第15話 喧嘩


「何考えてるの! 馬鹿なの? 呆れて物も言えないわ!」

 サーベルタイガーが雑木林の中に消えていった途端ジェシカは凄い剣幕で僕に食ってかかった。


「いや、物言ってるし」


「うるさい! 揚げ足取ってる場合じゃない! あんたモンスターを取り逃がすどころか、怪我まで治すって、馬鹿なの? アホなの? 死ぬの? てか死ね!

今すぐ死んじゃえ!」


「あんまし死ぬとか言っちゃ駄目だって」

 コンプライアンスに関わるし……。


「うるさいうるさいうるさい!」


「いや、うるさいのはどっちかって言うと、ジェシカの方だし」


「あんたね! わかってるの? あんたの魔法はとんでもないのよ! あんなモンスター簡単に殺れるのよ!」


「いや……そんなには……」

 僕の魔法は無詠唱とはいえ、実戦で使える様なスピードは無いし範囲も狭い。

 ちょっとでも素早い敵なら苦もなく避けれる僕の魔法に、そんな価値はない。

 これはポーターとして今までずっと後ろからパーティーの戦闘を見てきた経験から冷静に自己分析した結果だ。

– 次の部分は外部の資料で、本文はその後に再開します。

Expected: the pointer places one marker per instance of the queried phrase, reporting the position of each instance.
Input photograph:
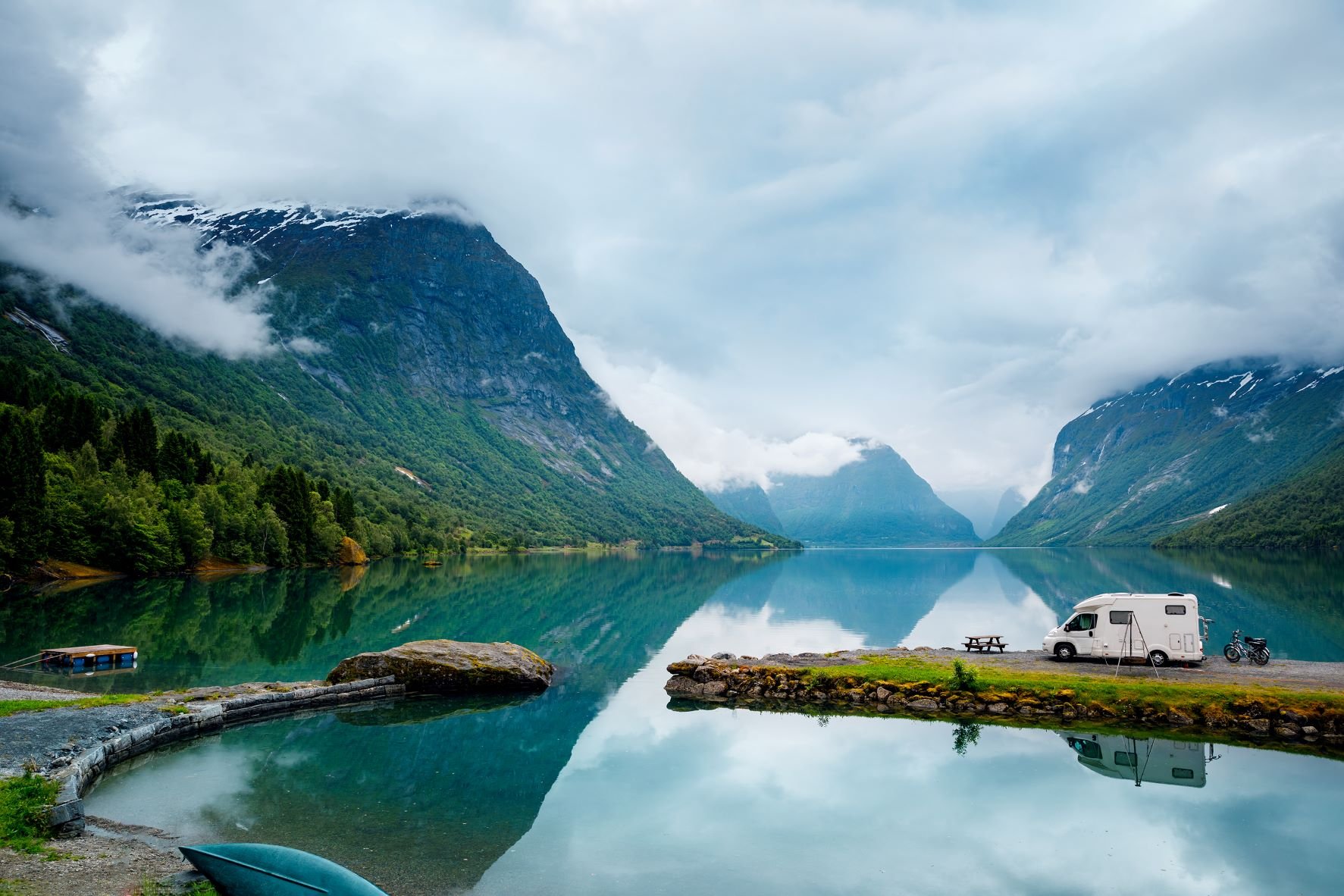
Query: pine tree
(23, 488)
(137, 437)
(288, 492)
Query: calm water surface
(598, 786)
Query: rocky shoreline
(83, 772)
(784, 681)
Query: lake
(600, 786)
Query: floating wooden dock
(89, 656)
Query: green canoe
(262, 869)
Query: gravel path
(1295, 675)
(52, 737)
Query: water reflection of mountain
(1296, 601)
(452, 784)
(297, 624)
(881, 594)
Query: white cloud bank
(80, 236)
(709, 454)
(947, 226)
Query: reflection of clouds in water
(194, 791)
(735, 801)
(979, 605)
(636, 715)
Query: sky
(769, 227)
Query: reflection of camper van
(1159, 628)
(1152, 760)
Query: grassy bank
(926, 687)
(1214, 704)
(10, 707)
(24, 810)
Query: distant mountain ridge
(874, 501)
(1142, 465)
(408, 339)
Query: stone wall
(205, 719)
(733, 681)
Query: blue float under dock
(90, 656)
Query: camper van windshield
(1083, 622)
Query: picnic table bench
(984, 642)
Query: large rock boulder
(450, 666)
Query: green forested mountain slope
(436, 352)
(747, 503)
(876, 501)
(1163, 457)
(1305, 511)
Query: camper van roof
(1101, 600)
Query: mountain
(1135, 468)
(1008, 506)
(1305, 511)
(750, 504)
(982, 506)
(417, 365)
(874, 501)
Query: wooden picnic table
(984, 642)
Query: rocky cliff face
(1176, 452)
(414, 356)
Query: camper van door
(1082, 631)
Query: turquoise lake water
(600, 786)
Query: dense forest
(413, 365)
(106, 487)
(1305, 511)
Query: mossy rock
(450, 666)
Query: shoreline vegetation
(54, 570)
(919, 685)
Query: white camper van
(1140, 760)
(1159, 628)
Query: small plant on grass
(964, 678)
(24, 810)
(151, 887)
(966, 735)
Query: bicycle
(1255, 649)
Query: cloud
(947, 226)
(710, 456)
(78, 234)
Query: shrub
(24, 807)
(964, 678)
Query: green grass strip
(24, 807)
(995, 683)
(10, 707)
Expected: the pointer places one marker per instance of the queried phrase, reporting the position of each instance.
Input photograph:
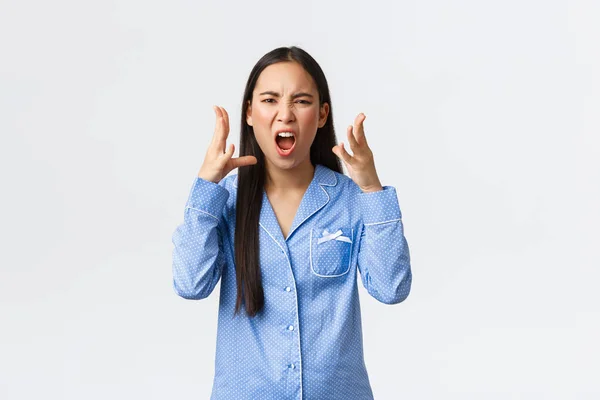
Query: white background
(483, 115)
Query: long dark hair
(251, 179)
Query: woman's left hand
(360, 165)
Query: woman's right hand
(218, 162)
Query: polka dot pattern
(306, 343)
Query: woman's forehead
(285, 77)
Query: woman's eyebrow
(294, 96)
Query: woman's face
(285, 100)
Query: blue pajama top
(306, 343)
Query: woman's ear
(323, 114)
(249, 113)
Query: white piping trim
(329, 276)
(297, 308)
(383, 222)
(204, 212)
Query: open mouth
(285, 142)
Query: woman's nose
(285, 113)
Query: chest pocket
(330, 251)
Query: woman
(286, 237)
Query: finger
(341, 152)
(220, 135)
(225, 120)
(351, 139)
(243, 161)
(359, 132)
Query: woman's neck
(280, 180)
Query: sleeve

「──そうね……戦闘員は非情であれ、でも……それが、その言葉が、あんたがパーティーを追い出された理由でもあるのよ、わかってるの?」


「……うん」

 基本的にパーティー追放は一般的に認められている行為、役立たずがパーティーに居れば全員の命に関わるという理由からだ。


「いつまでそうやって……好い人でいるつもり?」


「……」


「あんたはね、私を助けるべきじゃ無かった……非情にならなければ、死ねの、ここはそういう世界なの!」


「分かってる……分かってるさ! でも……僕は非戦闘員なんだ……非情になれない、なりたくない……だから僕は非戦闘員なんだ、だから僕はポーターなんだ」


「そんな事まだ……」


「何が悪いんだ! なんで戦わなくちゃならないんだ! 逃げる事だって重要だろ? 命を大事にしないジェシカに何が…………あ」

 僕がそう言った瞬間、ジェシカの顔が歪む……ジェシカの目が潤む。


「……ご、ごめん」

 ジェシカには聞いていない……森で何をしていたのか、でも……わかっている、ジェシカ程の知識があれば、わかる筈。

理由わからない、でも、何の武器も持たずに森に行ったという事は……つまり……ジェシカは死ぬつもりだった……。


「……うっさい……もういい……死ね……」

 ジェシカはそう言うと、とぼとぼとテントの中に入って行った。


 何か言わなければ……謝らなければ……そう思ったが……何を言っていいのか、ジェシカはどうして欲しいのか、僕に何を求めているのか? 何を期待しているのか? 僕にはわからない……僕はどうすれば……。



「あ、あのお……」


「うわ!!」

 その時背後から突然声をかけられる。


「あのお……お取り込み中すいませんです」


「──びっくりした! 誰?」


「すいませんです……」

 振り向くとどこかで見た事がある赤い髪の少年が僕の前に立っていた。

 赤い髪で僕よりも、ジェシカよりも小さな身体の少年……。


「えっと……何か?」

 周囲の罠は人間には分かる様にしてある。糸は既にサーベルタイガーに切られて地面に落ちている為、彼が村(予定地)へ侵入した事は、全くわからなかった。


「あのお、あのですね……あの……お、お願いします! ここで……僕に……道具屋をやらせて貰えませんか?」


「はい?」

 その少年は地面に座り込み、そのまま地に付けるまで頭を下げながら僕にそう言った。

 まだ整地も家も出来ていないテントだけの村に……道具屋が来てしまった。